The Effort and the Resulting Pieces
This is a great picture to start with. The modules for these sculptures are pinched ropes of white earthenware clay. The clay ropes are 6-10 inches in length, and they were formed just a few minutes before an assembly. Here they are wet, and that’s why they are dark grey. The ropes are placed on top of each other to loosely form the shape of the animal, in this case, a manta ray.
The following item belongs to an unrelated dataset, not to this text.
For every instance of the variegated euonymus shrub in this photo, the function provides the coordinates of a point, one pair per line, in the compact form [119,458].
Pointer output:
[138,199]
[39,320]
The assembly is on a triangular bisque platter, so I can move the entire assembly for drying to a different area
Here you see the assembled ropes after the bisque firing. The next step was to glaze each rope individually, and then the dried. glazed ropes are reassembled on top of a set of straight, 5 inch long kiln stilts. The stilts separate from the ropes relatively easily after the glaze firing, and ropes themselves are all “glued” in place by the solidified glaze. So, after the glaze firing, the entire assembled. “glaze-glued” manta can be lifted off the stilts.
Here is the assembled and glaze-glued manta on it’s back. This was Molten Rock glaze mixed with some White Cascade glaze. The white-looking areas on this image are reflecting the light, but they have the same brownish color as the rest of the piece.
This the final sculpture. The essence of the manta ray, the resilience, the sturdiness, and the ability to be one with the water are coming through in this piece.
The addition of the glass sheets, and then the pigments will be detailed in a separate technical blog.